9. The assessee has raised an additional ground of appeal to the effect that the reassessment made by the ITO under ssction 147(6) is time barred. This being a legal issue, we permit the assessee to raise the same at this stage. The assessment under Section 143(3) of the Act was completed on 29-12-1975. The notice under Section 148 of the Act was served on the assessee on 26-8-1977. Thus, the normal period of limitation under Section 153 of the Act would have expired on 25-8-1978. The ITO forwarded the draft order to the IAC under Section 144B of the Act on 21-8-1978 and passed the final order on 20-2-1979.
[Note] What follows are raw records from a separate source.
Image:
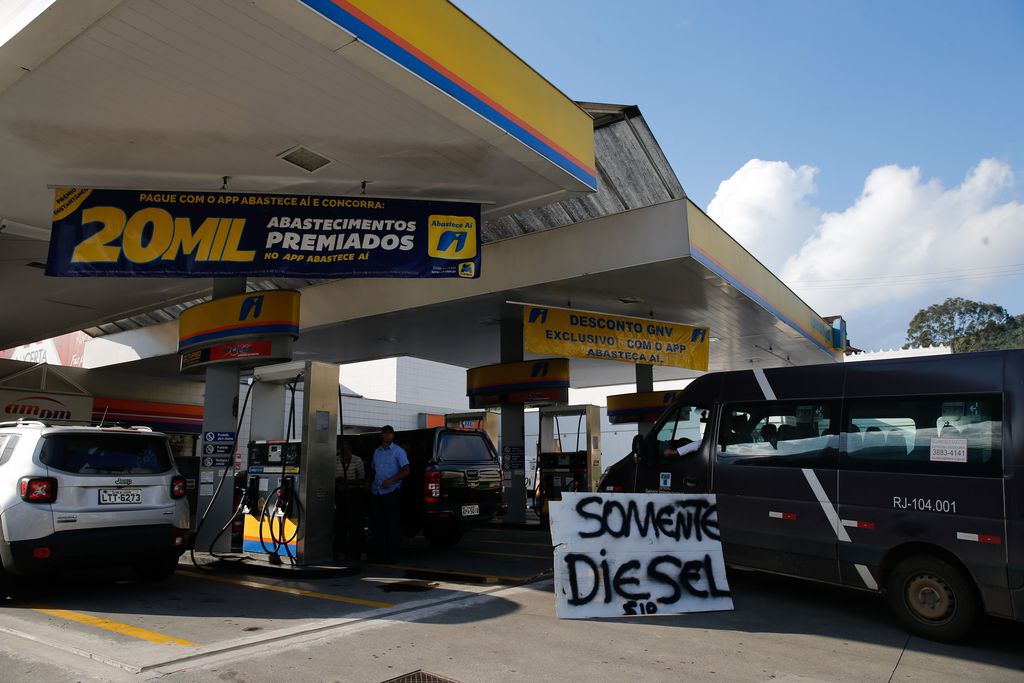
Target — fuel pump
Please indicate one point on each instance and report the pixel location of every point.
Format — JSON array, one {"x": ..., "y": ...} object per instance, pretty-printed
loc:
[
  {"x": 272, "y": 514},
  {"x": 572, "y": 464},
  {"x": 289, "y": 500}
]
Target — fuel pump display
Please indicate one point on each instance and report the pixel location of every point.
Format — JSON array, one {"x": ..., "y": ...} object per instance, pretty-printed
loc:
[
  {"x": 559, "y": 470},
  {"x": 272, "y": 510}
]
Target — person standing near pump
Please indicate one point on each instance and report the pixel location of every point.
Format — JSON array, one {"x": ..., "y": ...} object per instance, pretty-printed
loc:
[
  {"x": 388, "y": 468},
  {"x": 349, "y": 503}
]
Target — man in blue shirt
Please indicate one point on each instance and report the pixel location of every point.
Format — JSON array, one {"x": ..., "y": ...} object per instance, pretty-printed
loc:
[{"x": 388, "y": 468}]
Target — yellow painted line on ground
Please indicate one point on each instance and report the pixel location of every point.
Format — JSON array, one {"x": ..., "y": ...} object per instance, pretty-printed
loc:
[
  {"x": 453, "y": 572},
  {"x": 516, "y": 543},
  {"x": 286, "y": 589},
  {"x": 110, "y": 625},
  {"x": 496, "y": 554}
]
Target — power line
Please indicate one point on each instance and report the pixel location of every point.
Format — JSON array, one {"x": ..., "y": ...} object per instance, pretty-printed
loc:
[{"x": 916, "y": 274}]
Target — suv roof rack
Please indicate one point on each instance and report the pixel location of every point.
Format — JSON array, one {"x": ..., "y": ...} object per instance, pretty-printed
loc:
[{"x": 22, "y": 422}]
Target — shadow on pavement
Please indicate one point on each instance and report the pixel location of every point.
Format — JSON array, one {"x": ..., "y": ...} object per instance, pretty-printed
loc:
[{"x": 768, "y": 603}]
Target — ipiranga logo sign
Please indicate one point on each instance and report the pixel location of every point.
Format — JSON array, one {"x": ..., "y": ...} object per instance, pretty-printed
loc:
[
  {"x": 112, "y": 232},
  {"x": 627, "y": 554},
  {"x": 576, "y": 334}
]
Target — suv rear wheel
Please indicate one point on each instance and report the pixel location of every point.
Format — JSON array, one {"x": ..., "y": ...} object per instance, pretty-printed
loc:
[
  {"x": 933, "y": 598},
  {"x": 157, "y": 568}
]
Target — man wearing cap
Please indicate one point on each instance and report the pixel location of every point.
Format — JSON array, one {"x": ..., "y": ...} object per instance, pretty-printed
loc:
[{"x": 388, "y": 468}]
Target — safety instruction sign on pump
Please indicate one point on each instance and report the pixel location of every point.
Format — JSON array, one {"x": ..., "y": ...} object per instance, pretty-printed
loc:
[{"x": 121, "y": 232}]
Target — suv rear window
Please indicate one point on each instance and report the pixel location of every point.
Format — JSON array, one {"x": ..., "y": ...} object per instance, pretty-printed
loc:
[
  {"x": 464, "y": 449},
  {"x": 107, "y": 454}
]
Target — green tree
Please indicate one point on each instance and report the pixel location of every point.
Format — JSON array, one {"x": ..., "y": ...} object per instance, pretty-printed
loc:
[{"x": 966, "y": 326}]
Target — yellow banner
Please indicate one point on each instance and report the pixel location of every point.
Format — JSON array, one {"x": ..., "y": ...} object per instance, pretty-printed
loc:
[
  {"x": 244, "y": 316},
  {"x": 585, "y": 335}
]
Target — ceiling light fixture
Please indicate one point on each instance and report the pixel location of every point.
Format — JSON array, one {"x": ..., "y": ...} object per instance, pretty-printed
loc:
[
  {"x": 305, "y": 159},
  {"x": 8, "y": 226}
]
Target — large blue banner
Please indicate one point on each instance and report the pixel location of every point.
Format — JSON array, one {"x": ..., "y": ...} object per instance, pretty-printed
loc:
[{"x": 121, "y": 232}]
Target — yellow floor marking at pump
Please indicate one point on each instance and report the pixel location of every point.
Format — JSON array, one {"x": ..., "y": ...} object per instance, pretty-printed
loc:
[
  {"x": 286, "y": 589},
  {"x": 516, "y": 543},
  {"x": 493, "y": 578},
  {"x": 496, "y": 554},
  {"x": 116, "y": 627}
]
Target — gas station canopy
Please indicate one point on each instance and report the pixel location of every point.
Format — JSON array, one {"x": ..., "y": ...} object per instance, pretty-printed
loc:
[
  {"x": 299, "y": 96},
  {"x": 580, "y": 207}
]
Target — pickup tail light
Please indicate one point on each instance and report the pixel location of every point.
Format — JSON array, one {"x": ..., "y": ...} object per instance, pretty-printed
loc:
[
  {"x": 432, "y": 486},
  {"x": 38, "y": 489}
]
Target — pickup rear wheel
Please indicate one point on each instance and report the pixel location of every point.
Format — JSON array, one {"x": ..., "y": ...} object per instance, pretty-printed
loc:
[{"x": 933, "y": 598}]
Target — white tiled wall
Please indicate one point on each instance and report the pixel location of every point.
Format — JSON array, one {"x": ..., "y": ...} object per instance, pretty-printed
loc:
[
  {"x": 430, "y": 383},
  {"x": 373, "y": 379}
]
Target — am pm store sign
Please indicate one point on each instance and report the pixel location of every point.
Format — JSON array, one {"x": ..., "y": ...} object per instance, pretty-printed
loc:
[{"x": 561, "y": 332}]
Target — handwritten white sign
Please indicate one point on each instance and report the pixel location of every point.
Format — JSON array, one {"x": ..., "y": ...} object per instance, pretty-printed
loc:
[{"x": 625, "y": 554}]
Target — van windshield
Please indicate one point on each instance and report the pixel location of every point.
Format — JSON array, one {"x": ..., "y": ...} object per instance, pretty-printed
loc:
[
  {"x": 463, "y": 447},
  {"x": 107, "y": 454}
]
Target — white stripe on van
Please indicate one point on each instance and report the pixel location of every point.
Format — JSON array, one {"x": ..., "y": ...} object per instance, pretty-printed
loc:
[
  {"x": 759, "y": 375},
  {"x": 838, "y": 527}
]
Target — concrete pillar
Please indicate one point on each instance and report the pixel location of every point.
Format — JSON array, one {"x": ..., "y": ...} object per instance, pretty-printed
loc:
[
  {"x": 220, "y": 408},
  {"x": 645, "y": 382},
  {"x": 513, "y": 435}
]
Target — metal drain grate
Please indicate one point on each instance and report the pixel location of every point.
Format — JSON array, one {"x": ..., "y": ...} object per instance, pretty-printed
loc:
[{"x": 420, "y": 676}]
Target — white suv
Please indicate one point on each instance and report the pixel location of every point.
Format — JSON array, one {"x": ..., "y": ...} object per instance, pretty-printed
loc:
[{"x": 78, "y": 496}]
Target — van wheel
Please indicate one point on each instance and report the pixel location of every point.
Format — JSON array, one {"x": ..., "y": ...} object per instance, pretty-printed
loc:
[
  {"x": 933, "y": 598},
  {"x": 442, "y": 536},
  {"x": 157, "y": 569}
]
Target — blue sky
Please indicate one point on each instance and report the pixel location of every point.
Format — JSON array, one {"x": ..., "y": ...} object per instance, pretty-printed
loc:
[{"x": 839, "y": 88}]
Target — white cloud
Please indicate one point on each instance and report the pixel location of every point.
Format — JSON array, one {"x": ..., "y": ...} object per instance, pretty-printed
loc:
[
  {"x": 903, "y": 244},
  {"x": 764, "y": 206}
]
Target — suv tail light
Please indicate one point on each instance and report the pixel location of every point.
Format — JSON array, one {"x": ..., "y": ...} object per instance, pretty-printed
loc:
[
  {"x": 432, "y": 486},
  {"x": 38, "y": 489}
]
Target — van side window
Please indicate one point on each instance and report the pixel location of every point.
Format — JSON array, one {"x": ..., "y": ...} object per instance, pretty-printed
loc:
[
  {"x": 778, "y": 434},
  {"x": 685, "y": 423},
  {"x": 463, "y": 449},
  {"x": 7, "y": 442},
  {"x": 952, "y": 435}
]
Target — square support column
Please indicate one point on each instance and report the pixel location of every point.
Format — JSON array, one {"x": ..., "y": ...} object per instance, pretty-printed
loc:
[
  {"x": 220, "y": 414},
  {"x": 645, "y": 382},
  {"x": 513, "y": 435}
]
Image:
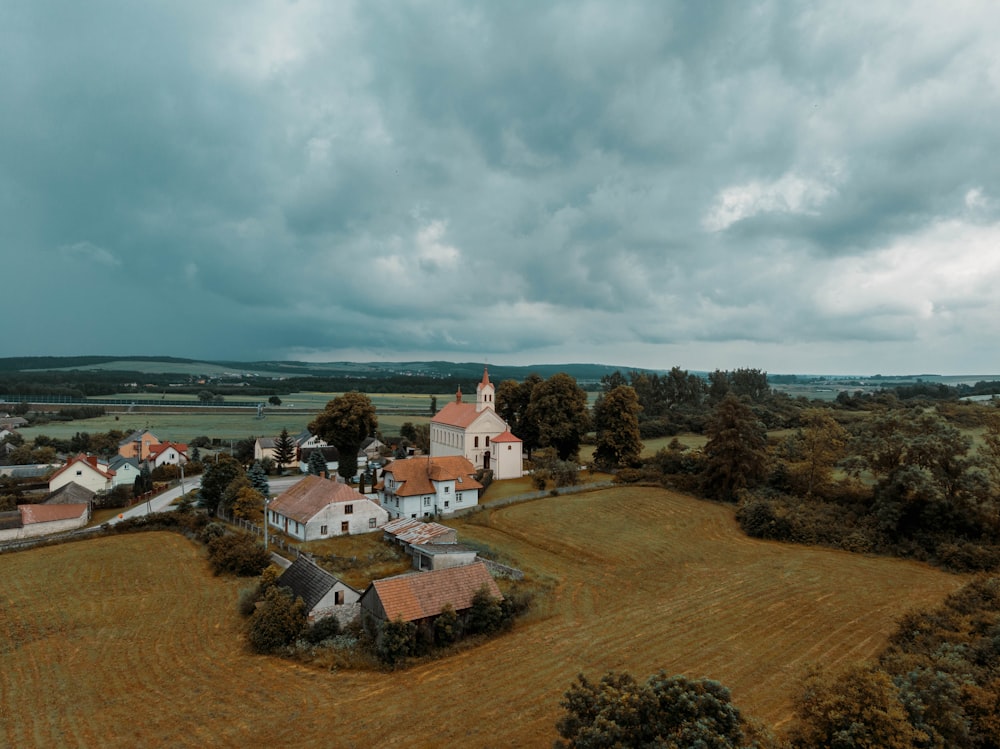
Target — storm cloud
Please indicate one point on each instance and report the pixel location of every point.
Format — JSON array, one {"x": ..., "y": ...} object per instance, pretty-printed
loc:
[{"x": 795, "y": 187}]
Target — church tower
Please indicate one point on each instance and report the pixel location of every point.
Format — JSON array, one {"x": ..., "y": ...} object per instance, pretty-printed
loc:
[{"x": 484, "y": 393}]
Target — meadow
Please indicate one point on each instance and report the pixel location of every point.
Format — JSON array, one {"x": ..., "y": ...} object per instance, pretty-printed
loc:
[{"x": 130, "y": 641}]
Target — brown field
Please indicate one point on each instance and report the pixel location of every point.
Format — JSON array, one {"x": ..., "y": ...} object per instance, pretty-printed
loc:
[{"x": 129, "y": 641}]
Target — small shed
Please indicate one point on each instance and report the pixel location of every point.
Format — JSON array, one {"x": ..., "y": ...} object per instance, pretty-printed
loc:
[{"x": 322, "y": 593}]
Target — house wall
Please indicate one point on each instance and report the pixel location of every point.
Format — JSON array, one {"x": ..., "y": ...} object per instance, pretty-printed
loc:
[{"x": 83, "y": 474}]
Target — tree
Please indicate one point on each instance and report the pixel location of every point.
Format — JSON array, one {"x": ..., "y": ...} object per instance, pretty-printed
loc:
[
  {"x": 859, "y": 710},
  {"x": 736, "y": 451},
  {"x": 316, "y": 464},
  {"x": 258, "y": 479},
  {"x": 277, "y": 621},
  {"x": 218, "y": 475},
  {"x": 558, "y": 411},
  {"x": 345, "y": 423},
  {"x": 249, "y": 505},
  {"x": 616, "y": 419},
  {"x": 670, "y": 712},
  {"x": 284, "y": 450},
  {"x": 819, "y": 444}
]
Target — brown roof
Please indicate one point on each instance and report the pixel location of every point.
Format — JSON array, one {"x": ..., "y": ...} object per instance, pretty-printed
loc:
[
  {"x": 90, "y": 460},
  {"x": 416, "y": 475},
  {"x": 424, "y": 594},
  {"x": 310, "y": 495},
  {"x": 49, "y": 513}
]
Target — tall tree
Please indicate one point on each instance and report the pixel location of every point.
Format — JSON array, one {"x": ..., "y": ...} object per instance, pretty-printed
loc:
[
  {"x": 258, "y": 479},
  {"x": 345, "y": 423},
  {"x": 218, "y": 475},
  {"x": 284, "y": 450},
  {"x": 558, "y": 410},
  {"x": 616, "y": 420},
  {"x": 736, "y": 451}
]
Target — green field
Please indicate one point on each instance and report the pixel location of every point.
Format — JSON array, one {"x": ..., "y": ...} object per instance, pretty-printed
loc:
[{"x": 131, "y": 641}]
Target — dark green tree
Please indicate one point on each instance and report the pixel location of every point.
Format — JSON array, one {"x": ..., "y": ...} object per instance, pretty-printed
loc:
[
  {"x": 558, "y": 411},
  {"x": 216, "y": 478},
  {"x": 276, "y": 622},
  {"x": 345, "y": 423},
  {"x": 736, "y": 451},
  {"x": 316, "y": 465},
  {"x": 284, "y": 450},
  {"x": 616, "y": 420},
  {"x": 669, "y": 712},
  {"x": 258, "y": 479}
]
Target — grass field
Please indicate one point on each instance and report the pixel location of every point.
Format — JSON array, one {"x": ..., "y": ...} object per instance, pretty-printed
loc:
[{"x": 129, "y": 641}]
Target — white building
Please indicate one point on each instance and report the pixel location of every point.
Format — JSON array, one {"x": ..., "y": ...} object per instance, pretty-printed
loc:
[
  {"x": 425, "y": 487},
  {"x": 472, "y": 430},
  {"x": 316, "y": 508}
]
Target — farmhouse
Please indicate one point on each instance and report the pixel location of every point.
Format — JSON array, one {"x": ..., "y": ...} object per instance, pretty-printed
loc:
[
  {"x": 86, "y": 471},
  {"x": 30, "y": 521},
  {"x": 316, "y": 508},
  {"x": 472, "y": 430},
  {"x": 421, "y": 596},
  {"x": 323, "y": 594},
  {"x": 425, "y": 487},
  {"x": 137, "y": 444}
]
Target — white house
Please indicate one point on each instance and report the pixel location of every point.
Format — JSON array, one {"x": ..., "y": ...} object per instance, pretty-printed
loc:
[
  {"x": 168, "y": 453},
  {"x": 322, "y": 593},
  {"x": 86, "y": 471},
  {"x": 316, "y": 508},
  {"x": 126, "y": 470},
  {"x": 426, "y": 486},
  {"x": 471, "y": 430},
  {"x": 29, "y": 521}
]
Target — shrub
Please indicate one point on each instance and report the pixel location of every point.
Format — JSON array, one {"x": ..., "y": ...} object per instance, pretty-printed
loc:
[
  {"x": 276, "y": 622},
  {"x": 322, "y": 629},
  {"x": 237, "y": 554}
]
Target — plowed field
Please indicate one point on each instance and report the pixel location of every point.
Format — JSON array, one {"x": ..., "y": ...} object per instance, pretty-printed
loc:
[{"x": 130, "y": 641}]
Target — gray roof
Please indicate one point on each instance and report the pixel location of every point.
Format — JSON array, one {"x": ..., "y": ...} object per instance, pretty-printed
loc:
[
  {"x": 70, "y": 494},
  {"x": 308, "y": 581},
  {"x": 10, "y": 520}
]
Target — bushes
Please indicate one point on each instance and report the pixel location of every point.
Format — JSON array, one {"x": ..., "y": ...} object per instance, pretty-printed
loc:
[{"x": 237, "y": 554}]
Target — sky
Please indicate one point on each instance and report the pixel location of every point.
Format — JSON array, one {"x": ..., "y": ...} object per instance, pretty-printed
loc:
[{"x": 796, "y": 187}]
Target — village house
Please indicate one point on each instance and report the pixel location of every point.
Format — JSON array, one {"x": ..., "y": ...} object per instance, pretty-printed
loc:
[
  {"x": 167, "y": 453},
  {"x": 31, "y": 521},
  {"x": 476, "y": 432},
  {"x": 420, "y": 597},
  {"x": 86, "y": 471},
  {"x": 137, "y": 444},
  {"x": 426, "y": 486},
  {"x": 322, "y": 593},
  {"x": 316, "y": 508}
]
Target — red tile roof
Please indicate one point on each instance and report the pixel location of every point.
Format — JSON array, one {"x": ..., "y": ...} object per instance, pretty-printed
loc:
[
  {"x": 310, "y": 495},
  {"x": 506, "y": 436},
  {"x": 50, "y": 513},
  {"x": 423, "y": 594},
  {"x": 414, "y": 476}
]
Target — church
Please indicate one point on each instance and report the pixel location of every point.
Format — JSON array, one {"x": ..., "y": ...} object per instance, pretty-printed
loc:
[{"x": 476, "y": 432}]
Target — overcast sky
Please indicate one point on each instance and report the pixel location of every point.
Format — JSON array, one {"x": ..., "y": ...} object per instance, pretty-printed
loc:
[{"x": 799, "y": 187}]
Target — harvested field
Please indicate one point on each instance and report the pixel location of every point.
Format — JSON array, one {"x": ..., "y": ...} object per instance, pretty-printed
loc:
[{"x": 129, "y": 641}]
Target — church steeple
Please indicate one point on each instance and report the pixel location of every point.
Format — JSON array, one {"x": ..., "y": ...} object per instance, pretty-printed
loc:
[{"x": 485, "y": 392}]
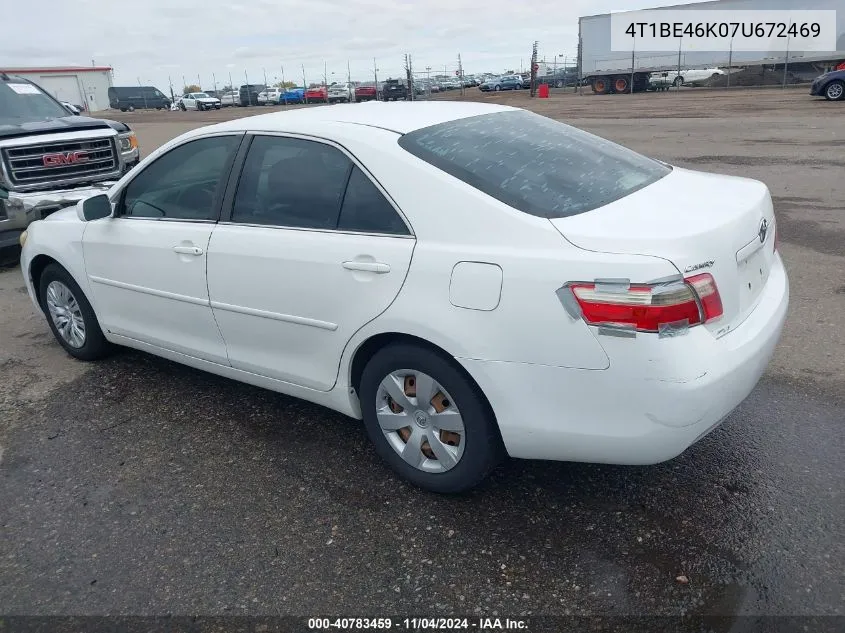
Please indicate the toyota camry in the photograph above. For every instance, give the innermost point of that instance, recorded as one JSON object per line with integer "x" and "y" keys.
{"x": 473, "y": 281}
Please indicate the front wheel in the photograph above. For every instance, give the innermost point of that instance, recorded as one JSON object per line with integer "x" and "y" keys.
{"x": 428, "y": 420}
{"x": 70, "y": 316}
{"x": 835, "y": 91}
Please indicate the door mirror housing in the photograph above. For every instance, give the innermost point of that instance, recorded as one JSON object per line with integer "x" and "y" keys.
{"x": 94, "y": 208}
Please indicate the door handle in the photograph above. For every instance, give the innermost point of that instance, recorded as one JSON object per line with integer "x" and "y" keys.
{"x": 370, "y": 267}
{"x": 188, "y": 250}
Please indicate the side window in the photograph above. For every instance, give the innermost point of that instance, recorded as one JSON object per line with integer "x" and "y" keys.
{"x": 291, "y": 182}
{"x": 365, "y": 209}
{"x": 183, "y": 183}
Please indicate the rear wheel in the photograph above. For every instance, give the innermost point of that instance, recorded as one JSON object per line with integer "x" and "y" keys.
{"x": 620, "y": 84}
{"x": 835, "y": 91}
{"x": 70, "y": 316}
{"x": 428, "y": 420}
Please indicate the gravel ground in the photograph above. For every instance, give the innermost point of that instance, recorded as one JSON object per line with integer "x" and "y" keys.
{"x": 138, "y": 486}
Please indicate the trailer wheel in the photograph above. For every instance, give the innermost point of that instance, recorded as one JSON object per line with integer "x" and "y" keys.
{"x": 601, "y": 85}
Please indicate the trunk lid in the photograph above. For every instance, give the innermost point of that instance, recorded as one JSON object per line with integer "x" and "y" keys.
{"x": 702, "y": 223}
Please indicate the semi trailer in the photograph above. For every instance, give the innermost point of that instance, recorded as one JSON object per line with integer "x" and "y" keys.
{"x": 613, "y": 72}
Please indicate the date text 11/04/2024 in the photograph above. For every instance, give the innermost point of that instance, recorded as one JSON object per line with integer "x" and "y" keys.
{"x": 490, "y": 625}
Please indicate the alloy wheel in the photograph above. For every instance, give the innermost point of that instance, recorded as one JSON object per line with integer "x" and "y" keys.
{"x": 420, "y": 421}
{"x": 66, "y": 314}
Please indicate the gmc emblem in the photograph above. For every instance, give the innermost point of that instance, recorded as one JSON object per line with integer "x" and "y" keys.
{"x": 65, "y": 158}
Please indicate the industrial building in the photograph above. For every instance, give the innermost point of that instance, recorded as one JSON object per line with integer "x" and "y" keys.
{"x": 85, "y": 86}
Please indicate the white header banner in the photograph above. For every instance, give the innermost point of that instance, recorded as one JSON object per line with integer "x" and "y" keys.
{"x": 723, "y": 30}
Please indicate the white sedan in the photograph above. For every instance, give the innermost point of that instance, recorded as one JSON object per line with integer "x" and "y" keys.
{"x": 199, "y": 101}
{"x": 471, "y": 280}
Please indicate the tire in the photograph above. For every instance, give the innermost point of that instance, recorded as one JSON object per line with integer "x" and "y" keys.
{"x": 479, "y": 447}
{"x": 601, "y": 85}
{"x": 94, "y": 345}
{"x": 835, "y": 91}
{"x": 621, "y": 84}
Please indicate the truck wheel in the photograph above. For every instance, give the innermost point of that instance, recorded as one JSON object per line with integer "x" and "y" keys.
{"x": 835, "y": 91}
{"x": 601, "y": 85}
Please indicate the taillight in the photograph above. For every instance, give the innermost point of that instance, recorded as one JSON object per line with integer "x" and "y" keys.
{"x": 649, "y": 308}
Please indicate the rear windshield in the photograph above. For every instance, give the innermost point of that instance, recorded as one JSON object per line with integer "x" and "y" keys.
{"x": 534, "y": 164}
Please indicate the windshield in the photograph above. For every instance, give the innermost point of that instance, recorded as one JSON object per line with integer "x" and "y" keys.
{"x": 533, "y": 163}
{"x": 22, "y": 100}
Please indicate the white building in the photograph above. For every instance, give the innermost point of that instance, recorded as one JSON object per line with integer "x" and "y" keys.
{"x": 80, "y": 85}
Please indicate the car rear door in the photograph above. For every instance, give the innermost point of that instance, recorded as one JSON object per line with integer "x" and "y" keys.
{"x": 312, "y": 250}
{"x": 147, "y": 264}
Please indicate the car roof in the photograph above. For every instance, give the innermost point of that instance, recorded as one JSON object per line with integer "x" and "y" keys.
{"x": 400, "y": 117}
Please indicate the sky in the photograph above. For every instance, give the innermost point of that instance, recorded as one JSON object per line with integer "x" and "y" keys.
{"x": 156, "y": 42}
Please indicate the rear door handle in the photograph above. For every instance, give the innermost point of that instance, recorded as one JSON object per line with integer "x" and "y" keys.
{"x": 188, "y": 250}
{"x": 370, "y": 267}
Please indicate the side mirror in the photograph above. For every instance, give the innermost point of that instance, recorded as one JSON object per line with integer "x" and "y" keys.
{"x": 94, "y": 208}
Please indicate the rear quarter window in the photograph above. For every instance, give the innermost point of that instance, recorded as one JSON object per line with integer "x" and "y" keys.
{"x": 533, "y": 163}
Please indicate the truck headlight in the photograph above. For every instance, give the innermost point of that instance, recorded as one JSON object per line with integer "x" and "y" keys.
{"x": 127, "y": 142}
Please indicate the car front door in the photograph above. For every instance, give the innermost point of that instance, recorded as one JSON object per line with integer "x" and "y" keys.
{"x": 312, "y": 250}
{"x": 147, "y": 263}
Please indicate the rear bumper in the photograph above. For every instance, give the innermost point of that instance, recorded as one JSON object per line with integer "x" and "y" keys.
{"x": 658, "y": 397}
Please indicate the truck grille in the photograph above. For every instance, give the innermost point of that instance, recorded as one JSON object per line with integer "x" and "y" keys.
{"x": 60, "y": 161}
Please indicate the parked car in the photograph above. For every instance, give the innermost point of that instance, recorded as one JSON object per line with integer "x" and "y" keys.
{"x": 199, "y": 101}
{"x": 420, "y": 255}
{"x": 230, "y": 99}
{"x": 293, "y": 95}
{"x": 393, "y": 90}
{"x": 130, "y": 98}
{"x": 366, "y": 93}
{"x": 506, "y": 82}
{"x": 248, "y": 94}
{"x": 830, "y": 85}
{"x": 269, "y": 96}
{"x": 341, "y": 92}
{"x": 692, "y": 76}
{"x": 50, "y": 158}
{"x": 317, "y": 94}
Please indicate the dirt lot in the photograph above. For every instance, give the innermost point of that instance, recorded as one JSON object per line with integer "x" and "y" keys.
{"x": 137, "y": 486}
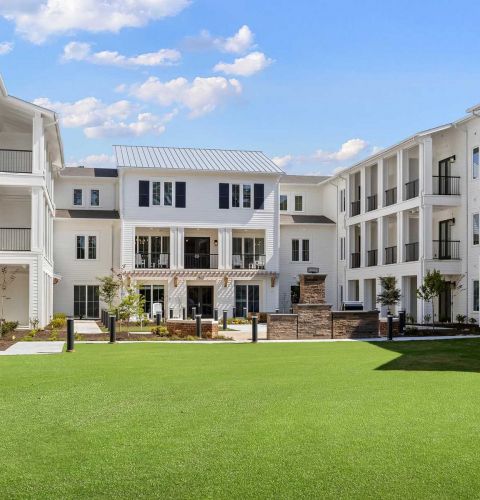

The plea of the learned representative of the assessee before us is that the provisions of Section 144B are not applicable to a case under Section 147 and as such, the reassessment order passed by the ITO on 20-2-1979 is time barred. In support of his contention, he has relied upon the decision of the Orissa High Court in the case of CIT v.Ganeshram Nayak  129 ITR 43. We are unable to accept the contention of the assessee for the simple reason that we do not subscribe to the view that the provisions of Section 144B are not applicable to a case under Section 147. It has been held by the Special Bench of the Tribunal in the case of Bela Singh Pabla v. ITO  1 ITD 370 (Delhi) that Section 144B applies to all the assessments made under Section 143(3) whether by way of original assessment or as a result of reopening of the assessment under Section 147. The authority of the Orissa High Court in Ganeshram Nayak's case (supra) cited by the learned representative of the assessee does not, strictly speaking, cover the present case. This authority merely lays down that the expression 'regular assessment' appearing in Section 273(6) of the Act is confined to Sections 143 and 144 of the Act and does not cover assessments under Section 147 and, therefore, penalty cannot be imposed under Section 273(6) for failure to estimate and pay advance tax in the assessment proceedings initiated under Section 147. It is evident that the point at issue before us, i.e., whether or not the provisions of Section 144B are applicable to a case under Section 147 was not directly before the Orissa High Court for adjudication. As against this, the Special Bench of the Tribunal has specifically dealt with this issue in the case of Bela Singh Pabla (supra). That being so, this decision of the Special Bench of the Tribunal squarely covers the present case. We would, therefore, follow the order of the Special Bench and hold that the provisions of Section 144B are applicable to the assessments made under Section 147. It is not in dispute that if the provisions of Section 144B are held to be applicable to this case, then the reassessment order passed by the ITO under Section 143(3) read with Section 147(6) is within time. We, therefore, reject the last objection of the assessee.